Ihre Beschreibung der Situation der Bibliotheken ist sehr klar und zeigt die 
anstehenden Aufgaben. Damit unterstreichen Sie ja meine Vermutung, dass wir auf 
einen Konflikt zusteuern. 
Vielleicht war mein Versuch einer Lösung naiv. Noch will ich aber nicht die 
Lösung von Herrn Müller akzeptieren, der das gerichtlich ausfechten will und 
sich die Erlösung ausgerechnet vom EuGH erhofft. Sehr viel wichtiger finde ich 
Ihren Hinweis auf ein Dreieck Amazon etc., Bibliotheken und Verlage als 
Angebotsspektrum für die Kunden. Ich würde das etwas variieren: Zentrale 
Plattformen (Amazon etc. aber auch die skizzierte Lending-Plattform und die DDB 
bzw Europeana), Bibliotheken und  Buchhändler (statt Verlagen). Und das würde 
ich noch um Bildungseinrichtungen wie Schulen und VHS als vierte Ecke ergänzen.

Wie viele Ecken auch immer, über die Abgrenzungen der Schnittstellen und unsere 
Modalitäten wird man sich einigen müssen. Diese Einigung sollte die Interessen 
der Autoren und der Leser genau so im Auge haben wie die ökonomischen und 
sozialen Anforderungen an ein nachhaltiges Angebot.

Herzliche Grüße
Matthias Ulmer

Am 13.10.2012 um 11:38 schrieb Christoph Deeg <christoph.deeg@xxxxxxxxxxxxxx>:

Sehr geehrte Listenmitglieder,

ich finde diese Diskussion sehr spannend und erlaube mir, mich auch dazu zu
äußern. Ich beziehe mich dabei auf öffentliche Bibliotheken:

Interessant ist, dass Sie Herr Ulmer von einem Geschäftsmodell der Verlage
sprechen. Welches Geschäftsmodell soll das sein? Bis jetzt kommt von den
Verlagen nicht ein einziges kundenorientiertes Angebot im Bereich eBooks.
Im Gegenteil, bis jetzt wurde erfolgreich versucht das Thema zu bekämpfen.
Nicht die Verlage sondern Unternehmen wie Amazon, Google und Apple haben
hier interessante Services geschaffen. Und wenn diese Unternehmen nun
direkt mit den Autoren Verträge eingehen, können Kunden davon nur
profitieren.

Das wir eine Bewegung weg vom Eigentum und hin zum Zugang haben ist kein
neuer Trend. Schon Jeremy Rifkin wies vor vielen Jahren in seinem Buch
"Access" darauf hin:


http://www.amazon.de/Access-Verschwinden-Eigentums-besitzen-ausgeben/dp/3593365413


und er beschrieb darin keine Zukunftsvision sondern eine vorhandene
Situation. Anstatt nun also Bibliotheken als Konkurrenz zu sehen
wäre es hilfreicher, wenn Sie sich überlegen würden, wie man als Verlag
wirklich kundenfreundliche Angebote schafft.

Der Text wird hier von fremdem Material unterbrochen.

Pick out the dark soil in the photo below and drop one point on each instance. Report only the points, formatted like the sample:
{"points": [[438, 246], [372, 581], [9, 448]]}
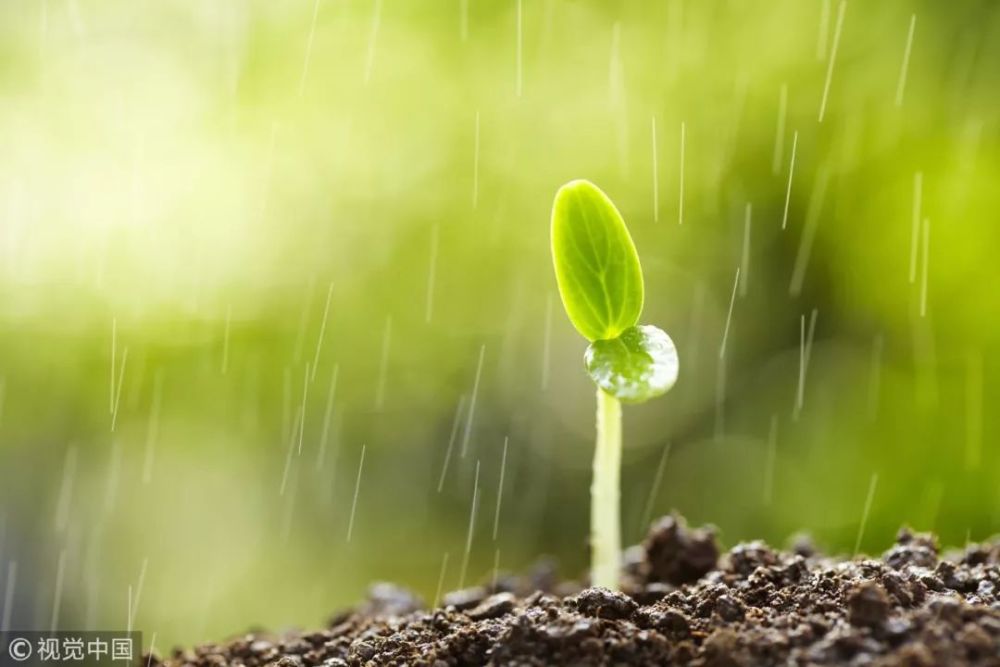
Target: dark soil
{"points": [[684, 604]]}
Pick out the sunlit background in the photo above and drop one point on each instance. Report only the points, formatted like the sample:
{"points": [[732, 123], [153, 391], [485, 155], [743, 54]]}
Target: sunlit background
{"points": [[245, 244]]}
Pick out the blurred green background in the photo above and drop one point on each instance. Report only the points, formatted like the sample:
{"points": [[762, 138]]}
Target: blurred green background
{"points": [[241, 241]]}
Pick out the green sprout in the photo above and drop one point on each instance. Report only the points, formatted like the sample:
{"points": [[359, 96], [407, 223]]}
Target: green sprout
{"points": [[600, 282]]}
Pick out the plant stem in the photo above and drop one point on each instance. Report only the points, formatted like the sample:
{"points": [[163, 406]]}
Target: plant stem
{"points": [[605, 531]]}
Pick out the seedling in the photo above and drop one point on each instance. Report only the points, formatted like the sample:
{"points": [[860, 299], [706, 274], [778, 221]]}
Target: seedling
{"points": [[600, 282]]}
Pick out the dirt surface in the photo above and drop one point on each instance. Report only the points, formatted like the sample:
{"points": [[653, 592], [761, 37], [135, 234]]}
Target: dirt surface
{"points": [[685, 604]]}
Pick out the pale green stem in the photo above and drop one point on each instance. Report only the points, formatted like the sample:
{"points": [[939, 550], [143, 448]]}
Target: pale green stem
{"points": [[605, 530]]}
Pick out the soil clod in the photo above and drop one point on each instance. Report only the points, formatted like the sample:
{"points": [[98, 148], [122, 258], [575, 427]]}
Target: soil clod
{"points": [[684, 604]]}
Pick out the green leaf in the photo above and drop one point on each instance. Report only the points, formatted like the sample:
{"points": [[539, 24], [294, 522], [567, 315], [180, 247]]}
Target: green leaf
{"points": [[638, 365], [597, 268]]}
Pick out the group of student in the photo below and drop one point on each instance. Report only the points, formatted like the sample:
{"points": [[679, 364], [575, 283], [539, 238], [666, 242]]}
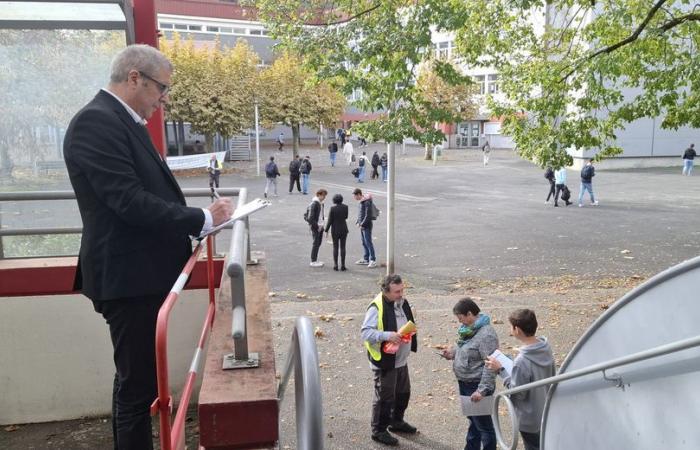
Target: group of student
{"points": [[477, 363]]}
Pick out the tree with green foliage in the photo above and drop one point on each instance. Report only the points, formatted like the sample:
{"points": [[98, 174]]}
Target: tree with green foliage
{"points": [[292, 95]]}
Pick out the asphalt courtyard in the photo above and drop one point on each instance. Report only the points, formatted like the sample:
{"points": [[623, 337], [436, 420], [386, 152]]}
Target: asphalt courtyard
{"points": [[461, 229]]}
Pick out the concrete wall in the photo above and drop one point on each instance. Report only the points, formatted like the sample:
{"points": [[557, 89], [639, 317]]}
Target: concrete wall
{"points": [[56, 356]]}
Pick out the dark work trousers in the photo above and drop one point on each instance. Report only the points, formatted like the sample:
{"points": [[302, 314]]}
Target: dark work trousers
{"points": [[531, 440], [339, 242], [551, 190], [392, 390], [294, 178], [132, 327], [318, 237]]}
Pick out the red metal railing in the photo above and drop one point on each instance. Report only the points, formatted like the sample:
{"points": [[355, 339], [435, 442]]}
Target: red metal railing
{"points": [[172, 434]]}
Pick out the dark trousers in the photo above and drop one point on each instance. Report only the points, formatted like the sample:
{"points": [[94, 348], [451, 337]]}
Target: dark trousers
{"points": [[392, 391], [481, 430], [339, 243], [294, 178], [551, 189], [132, 327], [318, 237], [531, 440]]}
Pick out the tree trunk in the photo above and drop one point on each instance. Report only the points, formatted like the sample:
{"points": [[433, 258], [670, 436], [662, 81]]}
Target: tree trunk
{"points": [[295, 140]]}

Öffentliche Bibliotheken sind keine Almosensysteme. Sie haben zwar auch
einen sozialen Auftrag aber eben nicht nur. Sie sind kultureller
Ort, sozialer Ort, Lernort und sie werden in Zukunft den digitalen Bereich
unserer Gesellschaft mitgestalten. Wir müssen dafür sorgen,
dass öffentliche Bibliotheken für alle Einkommensklassen bzw.
Lebensrealitäten ein Angebot vorhalten können. Für mich als Kunden
geht es z.B. nicht um einen kostenlosen Zugang zu Inhalten sondern um einen
professionellen Umgang mit Inhalten.

Die Herausforderung für Bibliotheken ist aber weitaus größer. Es geht
längst nicht mehr nur um Bücher bzw. eBooks. Amazon, Apple,
Google und Co. bieten diese Leihmodelle für eine Vielzahl an Medien an. Bei
Lovefilm von Amazon habe ich für 6,99€ eine Flattrate
für das Streamen von Filmen. Spotify und Audible vermarkten Musik und
Hörbücher. Shoutcast bringt mir tausende Radiosender
nach hause. Ganz zu Schweigen von den animierten Kinder-eBooks, die als
Apps. nicht mehr in das Konzept einer Onleihe
integrierbar sind. Im Rahmen meiner "Mobile Internet Roadshow für
Bibliotheken" probieren die Teilnehmer auch diese Plattformen
aus und das Feedback ist immer eindeutig: die Angebote sind
kundenorientiert und machen Spass.

Für Bibliotheken geht es also um viel mehr. Immer mehr Inhalte/Medien
können nicht mehr in der Bibliothek als Teil
des Bestandes verortet werden. Sei es, weil die Distributionsmodelle eine
Integration in die Bibliothek nicht mehr zulassen oder sei es,
weil sie frei zugänglich sind wie z.B. Youtube-Videos oder Blogs. Es geht
also um einen Wandel von der Bestands- zur Serviceorientierung.
Was Amazon seinen Kunden bietet ist ein Service. Die Menschen zahlen für
diesen Service, nicht für den Inhalt. Es geht um die Frage,
wie Bibliotheken mit den Inhalten arbeiten können, die nicht mehr klassisch
Teil des Bestandes sind.

Letztlich wird es auch darum gehen, neue Kooperationsmodelle zu entwickeln.
Verlage gegen Amazon, Google und Co. wird nicht viel
bringen. Dafür fehlt es den Verlagen in der Breite an Innovationskraft.
Verlage gegen Bibliotheken macht noch weniger Sinn, denn Verlage
werden die Bibliotheken brauchen. Wir werden ein Dreieck aus Verlagen,
Bibliotheken und Unternehmen wie Amazon und Google
entwickeln müssen um den Kunden, und nur um die sollte es gehen,
interessante Angebote anbieten zu können.

Beste Grüße

Christoph Deeg




Am Freitag, 12. Oktober 2012 schrieb Matthias Ulmer :

Lieber Herr Mittermaier,

eigentlich zeigt Ihre Substitution doch nur, dass in der Logik daraus
Fehlschlüsse entstehen.
Aber das spielt letztlich auch keine Rolle, wer wann wo Konkurrenz
bekommen hat.

Wir haben eine technische Entwicklung, die das Leser- bzw. besser
Nutzerverhalten verändert.
Und wir haben einen Trend, der weg von Besitz und hin zu Zugriff geht. Für
die Rechteinhaber bedeutet das, dass sie von Print zu Digital und von
Verkauf zu Vermietung wechseln.
Das ist kein Buchtrend, das ist ein allgemein gesellschaftlicher Trend.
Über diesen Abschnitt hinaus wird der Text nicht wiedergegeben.